Nonfiction training: Looking for a few good libraries.
I must see it.

Graphic Novels: The challenge, part 1.

If you'll remember, a while back Beth challenged me (in the comments) to read ten graphic novels this summer. Because I have a deep, deep antipathy to being told what to do (ask my parents, siblings, spouse, and former employers), I bristled at the "ten" part of the challenge, but I did compromise and say I would read ONE GN, of Beth's choice. She was a good sport and made some suggestions--and they were good suggestions. So good that I read TWO whole graphic novels, and am still trying to track down the third. So today, part one of the graphic novel challenge.

Mercury The first of Beth's picks that I read was a small YA graphic novel titled Mercury, by Hope Larson. It's very much YA material; the protagonist is a teen girl (two teen girls, actually, as the story pivots back and forth in time between a current-day story and an historical one) experiencing some family issues, first love, and even a bit of witchcraft (or, more accurately, cases of "second sight") thrown in.
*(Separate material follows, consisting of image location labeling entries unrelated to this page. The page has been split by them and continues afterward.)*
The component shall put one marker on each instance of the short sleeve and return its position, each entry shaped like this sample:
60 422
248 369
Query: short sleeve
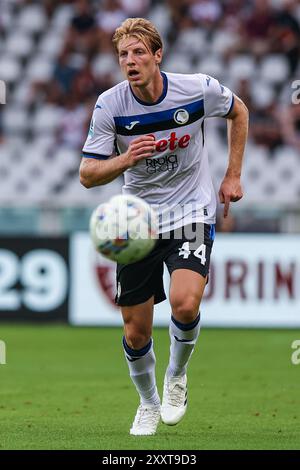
101 136
218 99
The modern story centers on Tara, a girl staying with her aunt and uncle and cousin in a fictional town in Nova Scotia, after her and her mother's home has burned down (and her mother is working a job on the other side of Canada). The historical story follows events in the life of Tara's ancestor, a girl named Josey, whose life is turned upside down when a gold prospector arrives at her family's farm to look for gold on their property, and eventually enters into a mining partnership with her father. Different events are causing upheaval in each girl's world: Tara is about to go back to high school after being homeschooled for several years, and Josey finds herself falling in love with the mysterious gold prospector.

So what happens? Well, the copy on the back cover takes it from there: "As Josey's story plunges into tragedy, Tara's emerges with the promise of gold." Because it's a YA novel, and a graphic novel at that, if you're so inclined, you'll be able to read the whole thing in not much longer time than it will take you to read this review, so that's all I'm going to say about the story. But as for the experience of reading the graphic novel:

I liked it. I did. It was a fast read; one of my favorite things about graphic novels is that it usually takes me all of a half-hour to read all but the longest ones. And I liked certain conventions of the art--about halfway through the book I noticed the page background on the historical story was black and on the modern story it was white, which was a nice touch (and I was dense not to notice it sooner). But...I didn't love it. The art was basic cartoon, simple but nothing special. Ditto with the story--interesting but not fascinating, and when I finished it, I had too many questions to feel satisfied. (Mr. CR read it too, and we concurred in our opinion that the book and story ended too abruptly.)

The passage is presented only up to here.